Dunedin
To quote Mark Twain in his book ‘’Journeys across the Equator,” when describing New Zealand and Dunedin, “When the Scottish settled in Dunedin they thought they had found heaven, and indeed they have.”
There is no mistaking the ancestry of Dunedin’s founding fathers: certainly not with a statue of Robert Burns in the Octagon, the heart of the city, where the wailing notes of the bagpipes are heard most evenings.

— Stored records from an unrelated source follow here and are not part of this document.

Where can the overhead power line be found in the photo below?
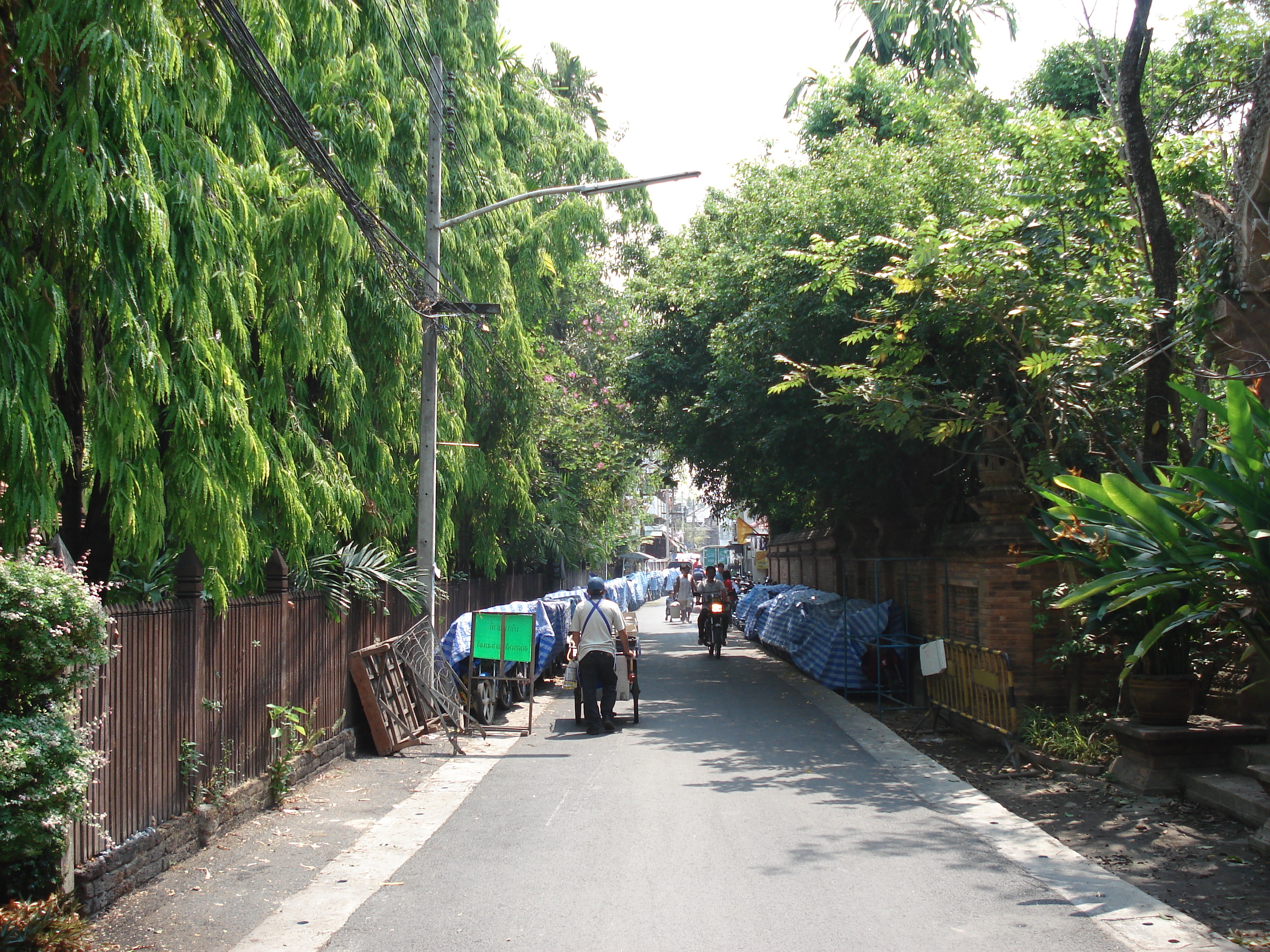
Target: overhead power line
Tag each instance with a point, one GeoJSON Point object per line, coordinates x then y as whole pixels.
{"type": "Point", "coordinates": [403, 267]}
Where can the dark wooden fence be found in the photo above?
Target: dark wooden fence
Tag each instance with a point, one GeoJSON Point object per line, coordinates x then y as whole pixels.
{"type": "Point", "coordinates": [184, 673]}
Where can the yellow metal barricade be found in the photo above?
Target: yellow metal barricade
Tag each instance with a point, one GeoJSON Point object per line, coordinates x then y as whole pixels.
{"type": "Point", "coordinates": [977, 685]}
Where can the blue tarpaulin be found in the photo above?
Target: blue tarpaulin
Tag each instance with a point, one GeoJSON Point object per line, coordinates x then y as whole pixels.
{"type": "Point", "coordinates": [552, 617]}
{"type": "Point", "coordinates": [824, 635]}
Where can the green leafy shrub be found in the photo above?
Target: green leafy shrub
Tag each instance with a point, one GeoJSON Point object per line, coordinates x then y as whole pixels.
{"type": "Point", "coordinates": [1070, 739]}
{"type": "Point", "coordinates": [52, 635]}
{"type": "Point", "coordinates": [52, 641]}
{"type": "Point", "coordinates": [45, 769]}
{"type": "Point", "coordinates": [1184, 560]}
{"type": "Point", "coordinates": [47, 926]}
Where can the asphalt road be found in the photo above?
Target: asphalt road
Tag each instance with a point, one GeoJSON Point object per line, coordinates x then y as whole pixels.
{"type": "Point", "coordinates": [735, 817]}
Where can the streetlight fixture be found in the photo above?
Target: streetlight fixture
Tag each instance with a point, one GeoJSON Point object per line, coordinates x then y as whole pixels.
{"type": "Point", "coordinates": [426, 532]}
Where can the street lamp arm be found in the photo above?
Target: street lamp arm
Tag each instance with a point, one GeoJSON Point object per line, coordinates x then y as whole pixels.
{"type": "Point", "coordinates": [586, 188]}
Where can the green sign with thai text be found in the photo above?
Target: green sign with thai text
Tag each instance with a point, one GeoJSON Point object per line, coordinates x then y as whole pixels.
{"type": "Point", "coordinates": [501, 636]}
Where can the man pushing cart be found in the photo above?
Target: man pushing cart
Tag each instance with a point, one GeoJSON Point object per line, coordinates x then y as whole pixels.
{"type": "Point", "coordinates": [595, 626]}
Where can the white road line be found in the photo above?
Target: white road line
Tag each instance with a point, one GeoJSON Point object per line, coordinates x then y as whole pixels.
{"type": "Point", "coordinates": [1132, 915]}
{"type": "Point", "coordinates": [558, 809]}
{"type": "Point", "coordinates": [307, 921]}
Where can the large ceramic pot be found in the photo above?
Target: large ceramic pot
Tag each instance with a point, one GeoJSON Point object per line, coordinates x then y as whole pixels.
{"type": "Point", "coordinates": [1163, 700]}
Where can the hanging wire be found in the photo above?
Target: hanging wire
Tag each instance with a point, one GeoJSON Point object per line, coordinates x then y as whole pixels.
{"type": "Point", "coordinates": [403, 267]}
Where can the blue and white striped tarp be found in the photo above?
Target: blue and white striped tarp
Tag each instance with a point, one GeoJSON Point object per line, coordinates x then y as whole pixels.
{"type": "Point", "coordinates": [458, 643]}
{"type": "Point", "coordinates": [553, 613]}
{"type": "Point", "coordinates": [824, 635]}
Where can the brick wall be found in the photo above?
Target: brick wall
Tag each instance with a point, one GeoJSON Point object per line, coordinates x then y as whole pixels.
{"type": "Point", "coordinates": [953, 582]}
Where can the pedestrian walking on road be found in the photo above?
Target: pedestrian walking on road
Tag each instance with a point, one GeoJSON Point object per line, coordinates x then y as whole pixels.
{"type": "Point", "coordinates": [682, 592]}
{"type": "Point", "coordinates": [592, 629]}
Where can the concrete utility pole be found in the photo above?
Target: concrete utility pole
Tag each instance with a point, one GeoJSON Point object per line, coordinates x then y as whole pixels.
{"type": "Point", "coordinates": [426, 531]}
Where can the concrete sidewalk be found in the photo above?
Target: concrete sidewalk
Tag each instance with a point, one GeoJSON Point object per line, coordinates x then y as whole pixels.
{"type": "Point", "coordinates": [751, 809]}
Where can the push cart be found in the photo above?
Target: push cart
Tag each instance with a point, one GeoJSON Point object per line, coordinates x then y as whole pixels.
{"type": "Point", "coordinates": [628, 688]}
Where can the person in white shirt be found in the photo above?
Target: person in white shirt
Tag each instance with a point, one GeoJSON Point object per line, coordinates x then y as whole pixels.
{"type": "Point", "coordinates": [684, 592]}
{"type": "Point", "coordinates": [595, 622]}
{"type": "Point", "coordinates": [709, 587]}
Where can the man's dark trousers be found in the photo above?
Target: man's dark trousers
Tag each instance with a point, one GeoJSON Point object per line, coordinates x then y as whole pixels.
{"type": "Point", "coordinates": [598, 669]}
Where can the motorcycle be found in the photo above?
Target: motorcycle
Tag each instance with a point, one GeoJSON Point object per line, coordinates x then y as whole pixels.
{"type": "Point", "coordinates": [718, 616]}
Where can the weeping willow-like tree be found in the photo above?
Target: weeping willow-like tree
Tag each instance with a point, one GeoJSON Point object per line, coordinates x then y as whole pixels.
{"type": "Point", "coordinates": [196, 344]}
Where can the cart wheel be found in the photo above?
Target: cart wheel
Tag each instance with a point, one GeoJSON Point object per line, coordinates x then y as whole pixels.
{"type": "Point", "coordinates": [484, 702]}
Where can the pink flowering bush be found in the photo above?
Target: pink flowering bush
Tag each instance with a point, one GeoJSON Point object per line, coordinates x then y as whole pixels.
{"type": "Point", "coordinates": [54, 636]}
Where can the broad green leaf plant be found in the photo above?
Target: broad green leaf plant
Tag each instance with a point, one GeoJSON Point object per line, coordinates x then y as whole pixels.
{"type": "Point", "coordinates": [1184, 555]}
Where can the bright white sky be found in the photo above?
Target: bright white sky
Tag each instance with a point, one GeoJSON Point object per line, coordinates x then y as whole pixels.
{"type": "Point", "coordinates": [701, 84]}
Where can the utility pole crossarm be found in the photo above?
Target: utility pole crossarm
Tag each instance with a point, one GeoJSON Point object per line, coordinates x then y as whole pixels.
{"type": "Point", "coordinates": [586, 188]}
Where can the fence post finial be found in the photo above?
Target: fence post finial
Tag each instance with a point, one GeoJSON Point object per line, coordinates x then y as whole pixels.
{"type": "Point", "coordinates": [189, 574]}
{"type": "Point", "coordinates": [277, 574]}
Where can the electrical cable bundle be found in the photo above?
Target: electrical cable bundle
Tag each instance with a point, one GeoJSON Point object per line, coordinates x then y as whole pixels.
{"type": "Point", "coordinates": [402, 265]}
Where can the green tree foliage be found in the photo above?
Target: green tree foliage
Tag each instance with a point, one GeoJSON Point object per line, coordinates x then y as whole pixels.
{"type": "Point", "coordinates": [1197, 84]}
{"type": "Point", "coordinates": [575, 87]}
{"type": "Point", "coordinates": [1180, 554]}
{"type": "Point", "coordinates": [1028, 319]}
{"type": "Point", "coordinates": [930, 37]}
{"type": "Point", "coordinates": [966, 265]}
{"type": "Point", "coordinates": [724, 299]}
{"type": "Point", "coordinates": [198, 347]}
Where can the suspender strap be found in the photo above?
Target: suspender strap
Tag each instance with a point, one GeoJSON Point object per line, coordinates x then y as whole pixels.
{"type": "Point", "coordinates": [595, 607]}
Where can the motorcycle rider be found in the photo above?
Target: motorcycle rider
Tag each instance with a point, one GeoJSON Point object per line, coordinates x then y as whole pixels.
{"type": "Point", "coordinates": [707, 588]}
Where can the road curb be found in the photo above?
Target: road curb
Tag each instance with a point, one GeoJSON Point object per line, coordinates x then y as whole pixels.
{"type": "Point", "coordinates": [1131, 915]}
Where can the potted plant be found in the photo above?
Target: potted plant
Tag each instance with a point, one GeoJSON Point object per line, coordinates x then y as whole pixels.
{"type": "Point", "coordinates": [1174, 558]}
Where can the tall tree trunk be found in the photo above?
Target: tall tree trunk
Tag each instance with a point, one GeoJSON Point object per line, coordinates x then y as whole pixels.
{"type": "Point", "coordinates": [68, 389]}
{"type": "Point", "coordinates": [1160, 237]}
{"type": "Point", "coordinates": [83, 531]}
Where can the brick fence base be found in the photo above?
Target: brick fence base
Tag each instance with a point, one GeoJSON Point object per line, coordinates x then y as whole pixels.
{"type": "Point", "coordinates": [116, 873]}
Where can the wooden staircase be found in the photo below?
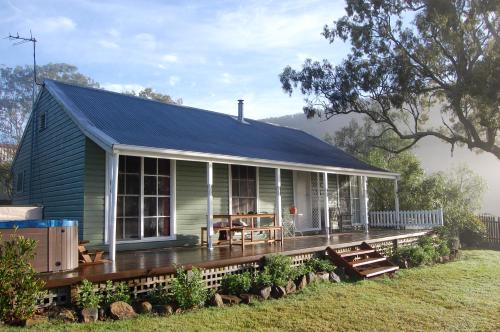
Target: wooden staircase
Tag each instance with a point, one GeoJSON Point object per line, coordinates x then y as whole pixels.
{"type": "Point", "coordinates": [363, 263]}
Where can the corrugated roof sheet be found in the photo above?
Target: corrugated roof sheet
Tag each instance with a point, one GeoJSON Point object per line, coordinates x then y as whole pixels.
{"type": "Point", "coordinates": [140, 122]}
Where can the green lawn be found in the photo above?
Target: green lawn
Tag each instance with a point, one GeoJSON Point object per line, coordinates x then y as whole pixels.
{"type": "Point", "coordinates": [463, 295]}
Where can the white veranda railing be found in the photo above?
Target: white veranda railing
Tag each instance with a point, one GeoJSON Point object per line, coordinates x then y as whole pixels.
{"type": "Point", "coordinates": [425, 219]}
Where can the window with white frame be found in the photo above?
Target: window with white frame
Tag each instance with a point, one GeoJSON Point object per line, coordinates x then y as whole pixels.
{"type": "Point", "coordinates": [143, 182]}
{"type": "Point", "coordinates": [244, 189]}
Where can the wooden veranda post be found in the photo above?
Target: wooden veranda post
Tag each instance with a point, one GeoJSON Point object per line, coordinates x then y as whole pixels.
{"type": "Point", "coordinates": [114, 159]}
{"type": "Point", "coordinates": [277, 176]}
{"type": "Point", "coordinates": [210, 212]}
{"type": "Point", "coordinates": [327, 214]}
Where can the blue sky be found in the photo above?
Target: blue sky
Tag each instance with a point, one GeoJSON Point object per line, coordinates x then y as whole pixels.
{"type": "Point", "coordinates": [209, 53]}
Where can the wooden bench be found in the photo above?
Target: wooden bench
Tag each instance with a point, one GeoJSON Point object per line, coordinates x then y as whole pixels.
{"type": "Point", "coordinates": [275, 233]}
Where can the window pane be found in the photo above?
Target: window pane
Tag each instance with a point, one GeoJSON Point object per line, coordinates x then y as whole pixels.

The name Dunedin or Dun-edin, is the old Gaelic name for Edinburgh.
Dunedin’s future was assured after gold was discovered in 1859-62 in Central Otago, although 75 miles inland it was the nearest port and almost overnight it went from being a Scottish Church settlement, to a booming gold-rush banking and supply town with a population leap from 2,000 in 1861 to 10,000 in 1865. It developed into New Zealand’s wealthiest city; today that heritage can be seen in the Edwardian architecture, the public buildings of which the railway station finished in 1904 is I think the most magnificent and probably the most photograph building in the country.
Today many of us had the opportunity to visit some of the heritage left by the city’s early wealth, visiting the botanic gardens (being proudly described as New Zealand’s first) the Otago Museum, ‘Olverston’; a Jacobean-style mansion built in 1906 by the Theomin family and gifted to the city by his daughter in 1966, complete with its collection of early New Zealand art, Japanese & Chinese jade, Persian carpets, French furniture, Japanese weaponry and English silver.
Even with all this heritage, if you were to ask someone from the city what the most important feature of the town is, they would without hesitation tell you; Baldwin ST; The steepest street in the world with a gradient of 1 in 2.7 according to The Guinness Book of Records.